Only one more city commissioner needed to side with Commissioners Dan Saltzman and Nick Fish, resolute supporters for rapprochement with the federal Joint Terrorism Task Force (JTTF), to put the city back in. And Mayor Charlie Hales, master of ceremonies during council hearings, used the privilege of that post to explain where he stood almost immediately after the meeting began.

"We should participate," said Hales, who helped feed the city's initial JTTF rebellion with a lone vote to pull out in 2001 (the rest of the council voted to get out in 2005). "But with some very clear caveats."
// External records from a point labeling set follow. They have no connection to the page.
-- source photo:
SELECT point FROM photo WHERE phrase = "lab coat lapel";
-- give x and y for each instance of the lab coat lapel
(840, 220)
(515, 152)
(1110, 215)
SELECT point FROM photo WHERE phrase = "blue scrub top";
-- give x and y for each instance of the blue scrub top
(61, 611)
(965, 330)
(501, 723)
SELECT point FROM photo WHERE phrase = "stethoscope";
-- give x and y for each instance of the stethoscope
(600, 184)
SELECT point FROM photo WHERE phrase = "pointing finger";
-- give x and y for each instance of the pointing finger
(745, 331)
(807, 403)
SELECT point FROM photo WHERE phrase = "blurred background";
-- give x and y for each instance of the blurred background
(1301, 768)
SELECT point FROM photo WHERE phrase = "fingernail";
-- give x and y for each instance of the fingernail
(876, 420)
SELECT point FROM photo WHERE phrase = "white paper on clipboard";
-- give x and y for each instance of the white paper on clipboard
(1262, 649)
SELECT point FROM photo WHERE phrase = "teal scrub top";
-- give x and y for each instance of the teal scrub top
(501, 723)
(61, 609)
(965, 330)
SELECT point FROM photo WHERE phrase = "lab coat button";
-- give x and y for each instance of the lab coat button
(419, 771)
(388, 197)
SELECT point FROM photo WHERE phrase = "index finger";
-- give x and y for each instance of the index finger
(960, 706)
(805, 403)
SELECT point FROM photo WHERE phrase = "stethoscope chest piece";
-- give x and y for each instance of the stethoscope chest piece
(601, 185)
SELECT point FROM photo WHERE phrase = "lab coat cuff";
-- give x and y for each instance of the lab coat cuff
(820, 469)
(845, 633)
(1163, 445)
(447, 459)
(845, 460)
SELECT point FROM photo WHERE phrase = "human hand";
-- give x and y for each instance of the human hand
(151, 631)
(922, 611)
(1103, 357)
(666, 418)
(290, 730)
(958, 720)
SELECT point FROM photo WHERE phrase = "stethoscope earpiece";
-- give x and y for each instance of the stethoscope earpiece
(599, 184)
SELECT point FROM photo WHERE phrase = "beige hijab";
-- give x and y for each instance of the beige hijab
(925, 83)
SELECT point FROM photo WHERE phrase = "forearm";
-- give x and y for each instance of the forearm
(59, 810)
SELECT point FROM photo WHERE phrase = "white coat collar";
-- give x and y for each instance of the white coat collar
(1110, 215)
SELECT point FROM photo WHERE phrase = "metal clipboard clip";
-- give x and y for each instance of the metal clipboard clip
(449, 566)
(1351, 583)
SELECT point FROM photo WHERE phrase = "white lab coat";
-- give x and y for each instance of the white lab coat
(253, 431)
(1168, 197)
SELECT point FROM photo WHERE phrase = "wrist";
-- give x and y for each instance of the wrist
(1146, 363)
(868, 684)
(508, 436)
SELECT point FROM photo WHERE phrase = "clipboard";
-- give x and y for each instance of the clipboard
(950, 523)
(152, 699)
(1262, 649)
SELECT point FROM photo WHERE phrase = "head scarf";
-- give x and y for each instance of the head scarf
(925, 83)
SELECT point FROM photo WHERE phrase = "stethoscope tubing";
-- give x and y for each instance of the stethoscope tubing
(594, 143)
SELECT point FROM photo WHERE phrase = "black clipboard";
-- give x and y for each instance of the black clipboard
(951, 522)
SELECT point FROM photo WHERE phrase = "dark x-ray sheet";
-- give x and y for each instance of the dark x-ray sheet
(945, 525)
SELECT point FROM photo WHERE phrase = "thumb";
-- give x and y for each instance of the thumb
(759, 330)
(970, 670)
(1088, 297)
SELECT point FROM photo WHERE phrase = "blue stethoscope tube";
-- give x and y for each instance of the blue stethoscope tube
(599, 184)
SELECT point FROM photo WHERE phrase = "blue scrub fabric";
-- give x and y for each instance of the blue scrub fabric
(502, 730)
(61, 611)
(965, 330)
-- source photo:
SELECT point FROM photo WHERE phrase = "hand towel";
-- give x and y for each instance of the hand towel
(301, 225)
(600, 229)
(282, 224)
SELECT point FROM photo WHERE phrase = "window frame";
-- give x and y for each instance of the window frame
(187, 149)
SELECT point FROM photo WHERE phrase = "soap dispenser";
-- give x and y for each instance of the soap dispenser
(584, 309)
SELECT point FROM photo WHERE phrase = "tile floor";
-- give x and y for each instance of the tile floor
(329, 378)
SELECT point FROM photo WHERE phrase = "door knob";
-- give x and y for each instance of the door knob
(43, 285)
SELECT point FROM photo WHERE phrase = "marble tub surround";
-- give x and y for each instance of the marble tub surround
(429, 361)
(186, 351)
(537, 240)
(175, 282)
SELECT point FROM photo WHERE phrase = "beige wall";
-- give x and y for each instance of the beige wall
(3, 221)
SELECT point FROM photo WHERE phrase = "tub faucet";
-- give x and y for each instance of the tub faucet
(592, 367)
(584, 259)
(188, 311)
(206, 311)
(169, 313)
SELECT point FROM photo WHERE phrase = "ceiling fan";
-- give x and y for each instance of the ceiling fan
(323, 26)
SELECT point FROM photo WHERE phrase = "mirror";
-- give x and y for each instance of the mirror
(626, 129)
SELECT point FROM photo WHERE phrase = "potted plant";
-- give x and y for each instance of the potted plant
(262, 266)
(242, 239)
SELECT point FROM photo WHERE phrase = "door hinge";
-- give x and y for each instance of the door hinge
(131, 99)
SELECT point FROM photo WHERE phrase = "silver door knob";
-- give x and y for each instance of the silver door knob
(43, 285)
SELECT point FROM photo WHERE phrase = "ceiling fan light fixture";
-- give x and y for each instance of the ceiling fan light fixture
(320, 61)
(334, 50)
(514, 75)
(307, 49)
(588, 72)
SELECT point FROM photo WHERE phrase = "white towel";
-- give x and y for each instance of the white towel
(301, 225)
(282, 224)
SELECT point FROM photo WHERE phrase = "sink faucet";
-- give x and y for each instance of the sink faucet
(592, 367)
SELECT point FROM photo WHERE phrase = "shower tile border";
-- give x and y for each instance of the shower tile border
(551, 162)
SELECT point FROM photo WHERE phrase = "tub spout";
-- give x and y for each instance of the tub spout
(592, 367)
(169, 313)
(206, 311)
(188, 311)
Yes, Hales allowed, the FBI and the federal government have starred in some shame-worthy episodes over the years.

And yes, he still has concerns that Portland officers working for the FBI could be given work that violates Oregon's strict civil liberties laws—investigating and producing federal records about people in mosques and at protests who haven't committed crimes.

But just as weighty, he said, were a recent profusion of smaller-bore terror attacks, neighbor-on-neighbor massacres that looked nothing like September 11. He mentioned Copenhagen and Paris and the Boston Marathon. He said Portland had to face facts about "the radical evil in the world."

"I don't know how many people think Portland is in a bubble, and we're not part of that world. Maybe you could have maintained that notion after 9/11," he said in his office after the vote, noting the grander ambitions in the smoke over the Pentagon and World Trade Center. "But what's world dominant about the Boston Marathon? Or a Copenhagen [synagogue or café]? Nothing. There's nothing to distinguish those places from a sidewalk in Portland."

It was the mass shooting in Copenhagen, just days before the vote, that tipped him over the edge. Ironically, if Hales had held the vote just a week sooner—instead of adding extra time for JTTF critics to keep plying the council with arguments—he likely would have sided with Commissioners Steve Novick and Amanda Fritz and kept the city out.

"It was always a close call," he said when we met.

Hales was careful to tell the Oregonian he wasn't thinking politically, noting the outcry in the council chambers over a vote he admitted might not be popular in skeptical, idiosyncratic Portland (see: fluoride and vaccines).

But that doesn't mean Hales won't see some political gain. The Portland Business Alliance—its members deeply upset over Hales' handling of the street fee—were thrilled with his vote. Their wallets might open a little more easily next year (assuming Hales finally announces he's running for re-election).

And Hales even got to fire an unexpected zinger at one of his rumored rivals, retired Police Chief Mike Reese. Reese, you'll recall, flirted with a run against Hales in 2012 with notions he'd be the law-and-order darling of the business community.

Hales' reluctant comfort with the JTTF rests, in large part, on his faith in his new chief, Larry O'Dea—tasked with choosing officers willing to fink out the feds if Oregon laws and values are called into question.

I asked the mayor if he'd still feel so comfortable if Reese were chief.

"No," he said, "in a word."

It's as pointed as Hales has ever been about Reese. And it's proof that most decisions—even when they're earnest—remain wrapped in layers of intrigue.